As for is it sad, because they are dying, I happen to like palliative care. Everybody is dying of something, these people are just closer (probably, but who knows?) than I am. These are often members of the greatest generation and I have to respect them for who they were. We often have our patients for months or years and learn things about their lives, and we get attatched, but because they are mentally checked out (mostly, not entirely! never say never!) sometimes saying goodbye to the shell that housed them is a relief.

No it is not an easy job but nothing worthwhile ever is. I am also paid rather well for what I do, and I have an RN job that allows me do do direct patient care with seniors in a non accute setting, which I value very much. But this job isn’t for everyone, and when I see it in a new employee’s face and behaviour I pull them aside and tell them that if they can’t hack it, really and honestly, they probably shouldn’t try. The patients deserved nurses that want to be there.

Hermano Jaime,
Hermano Jaime,
¿duerme usted,
duerme usted?

Suenan las campanas,
suenan las campanas,
din dan don,
din dan don.

I’ve also heard the second verse as “llaman a maitines,” which actually rhymes more properly, but nowadays most people don’t know what does maitines mean so that one is on its way out.
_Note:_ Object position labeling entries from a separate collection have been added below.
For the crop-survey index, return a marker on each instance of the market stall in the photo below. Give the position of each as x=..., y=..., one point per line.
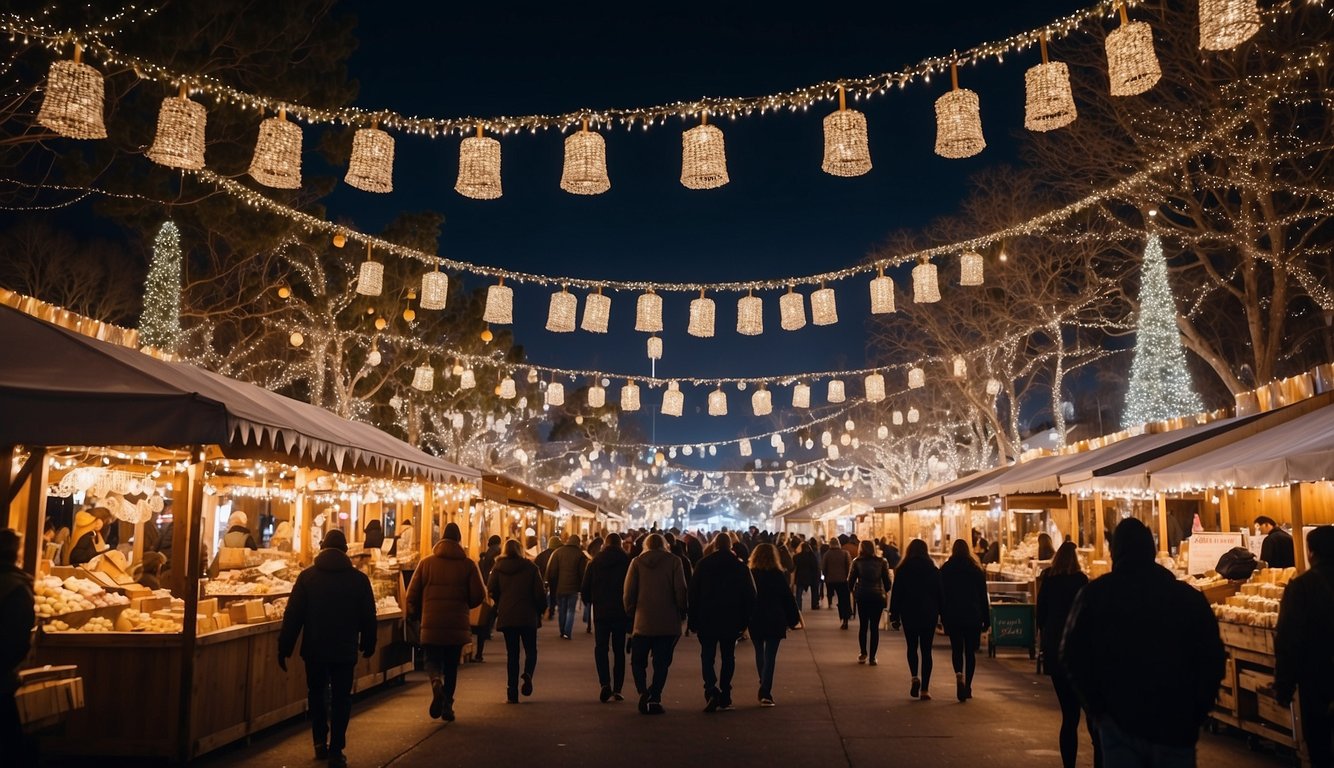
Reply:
x=198, y=656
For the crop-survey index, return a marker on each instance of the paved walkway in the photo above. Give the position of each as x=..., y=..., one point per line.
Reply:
x=830, y=712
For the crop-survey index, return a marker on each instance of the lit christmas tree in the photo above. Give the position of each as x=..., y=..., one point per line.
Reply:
x=159, y=326
x=1159, y=383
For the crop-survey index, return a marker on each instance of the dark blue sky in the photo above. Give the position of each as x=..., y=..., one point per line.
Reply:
x=779, y=215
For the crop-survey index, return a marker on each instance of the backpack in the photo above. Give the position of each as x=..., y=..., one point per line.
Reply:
x=1237, y=564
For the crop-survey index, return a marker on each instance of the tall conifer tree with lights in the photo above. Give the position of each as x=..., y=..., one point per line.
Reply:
x=1159, y=383
x=159, y=324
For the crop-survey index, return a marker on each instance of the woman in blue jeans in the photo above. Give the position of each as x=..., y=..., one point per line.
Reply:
x=775, y=612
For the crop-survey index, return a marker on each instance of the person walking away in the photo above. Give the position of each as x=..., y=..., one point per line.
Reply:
x=1057, y=590
x=775, y=612
x=721, y=599
x=1142, y=651
x=655, y=595
x=564, y=576
x=332, y=610
x=1277, y=548
x=870, y=587
x=1303, y=662
x=837, y=567
x=516, y=590
x=807, y=574
x=444, y=587
x=16, y=619
x=915, y=604
x=603, y=588
x=965, y=614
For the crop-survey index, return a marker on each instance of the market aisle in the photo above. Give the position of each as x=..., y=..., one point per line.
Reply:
x=830, y=711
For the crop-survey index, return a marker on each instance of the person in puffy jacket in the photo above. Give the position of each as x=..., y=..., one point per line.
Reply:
x=444, y=588
x=915, y=604
x=519, y=596
x=655, y=596
x=965, y=615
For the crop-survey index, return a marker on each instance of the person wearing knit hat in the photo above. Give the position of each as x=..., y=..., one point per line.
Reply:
x=332, y=610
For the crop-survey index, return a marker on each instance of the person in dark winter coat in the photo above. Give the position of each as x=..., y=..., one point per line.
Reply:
x=1303, y=664
x=870, y=586
x=807, y=574
x=16, y=620
x=915, y=604
x=332, y=610
x=775, y=612
x=1058, y=587
x=655, y=596
x=1146, y=696
x=519, y=596
x=444, y=588
x=965, y=615
x=721, y=599
x=603, y=588
x=564, y=576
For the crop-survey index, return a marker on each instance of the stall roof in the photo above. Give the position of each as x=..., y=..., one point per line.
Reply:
x=59, y=387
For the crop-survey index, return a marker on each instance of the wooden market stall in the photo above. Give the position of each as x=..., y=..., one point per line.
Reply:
x=68, y=400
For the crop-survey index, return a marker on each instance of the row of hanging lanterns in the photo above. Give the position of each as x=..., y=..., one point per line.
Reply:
x=72, y=107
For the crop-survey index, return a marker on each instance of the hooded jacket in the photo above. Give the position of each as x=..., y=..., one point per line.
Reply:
x=516, y=588
x=332, y=610
x=604, y=584
x=655, y=594
x=444, y=587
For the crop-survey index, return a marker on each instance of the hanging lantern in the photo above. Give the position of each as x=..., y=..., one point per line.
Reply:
x=970, y=268
x=371, y=168
x=1225, y=24
x=370, y=279
x=823, y=310
x=179, y=142
x=423, y=378
x=926, y=287
x=703, y=160
x=846, y=148
x=435, y=290
x=801, y=395
x=750, y=315
x=1131, y=63
x=555, y=394
x=701, y=318
x=584, y=171
x=596, y=312
x=958, y=122
x=72, y=104
x=499, y=304
x=791, y=310
x=875, y=388
x=1049, y=102
x=718, y=403
x=479, y=167
x=278, y=154
x=762, y=402
x=882, y=294
x=560, y=312
x=674, y=402
x=630, y=396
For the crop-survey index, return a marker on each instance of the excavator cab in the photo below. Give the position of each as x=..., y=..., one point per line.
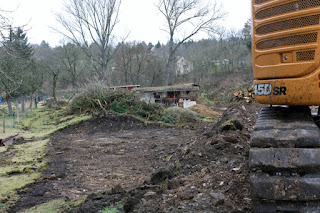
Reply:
x=286, y=53
x=284, y=157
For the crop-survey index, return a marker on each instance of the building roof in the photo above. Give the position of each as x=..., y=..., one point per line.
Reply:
x=178, y=87
x=124, y=86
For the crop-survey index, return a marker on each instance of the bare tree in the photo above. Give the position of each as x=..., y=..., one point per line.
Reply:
x=90, y=25
x=184, y=19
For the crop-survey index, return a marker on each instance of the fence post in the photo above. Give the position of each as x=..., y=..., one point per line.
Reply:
x=13, y=121
x=18, y=116
x=3, y=121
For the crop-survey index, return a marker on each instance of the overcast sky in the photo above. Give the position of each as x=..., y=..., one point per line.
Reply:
x=139, y=18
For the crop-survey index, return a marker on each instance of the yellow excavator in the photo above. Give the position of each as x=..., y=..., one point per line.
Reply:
x=285, y=143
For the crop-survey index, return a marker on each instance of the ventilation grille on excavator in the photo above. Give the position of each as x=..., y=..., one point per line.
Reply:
x=306, y=55
x=287, y=41
x=289, y=24
x=287, y=8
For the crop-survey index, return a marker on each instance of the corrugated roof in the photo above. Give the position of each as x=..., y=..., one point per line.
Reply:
x=178, y=87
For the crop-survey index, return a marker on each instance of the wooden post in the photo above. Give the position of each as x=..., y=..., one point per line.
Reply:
x=3, y=121
x=18, y=116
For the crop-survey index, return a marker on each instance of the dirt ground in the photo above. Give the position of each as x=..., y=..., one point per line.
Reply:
x=121, y=162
It’s the first morning prayer.

We sang “Fray Felipe” in Spanish class, with the lines “¿Duermes tú?” and “Toca la campana.”

Dementia is probably my greatest fear.
So… a potentially uncomfortable question, (sorry):
If you were diagnosed with dementia, would you consider a facility like yours to be the best option?
…or would you take ‘other’ measures?

Well first off, the facility I work at is a Psychiatric Hospital, so it is never a first option. (Our joke is that our floor is for people who “flunk out of” LTC. ) Even Long Term Care is not a first option.There exist mental health teams, geriatric outreach teams, etc, that can be accessed fairly easily with referrals from a number of sources, from family doctors or social workers, other means.

I worked in homecare some 15 years ago, and for me good homecare with strong family supports is always the best, first option. Community Geriatric programs, and things like Alzheimers-Adult daycare can help families who do care for people with dementia to stay at home as long as possible.

Eventually, either problems arise of either a medical or behavioural nature, or the care level becomes to great and or the family supports are not there due to caregiver burnout, changing families or what have you, then longterm care becomes an option, and it very much depends on what is available in the local area. There are such a range of options that I cannot begin to discuss them here. The important thing is to have decent case management from the get-go so that transitioning from one level of care to the next is easier. If you are already in the system with an Alzheimers day care, then referrals become a lot easier.

It is possible to never need institutional care. The key is setting up a system early, with powers of attorney for finance and care, living wills, trusteeships, and a lot of planning. And of course caregivers need to have their needs met as well. More on that later.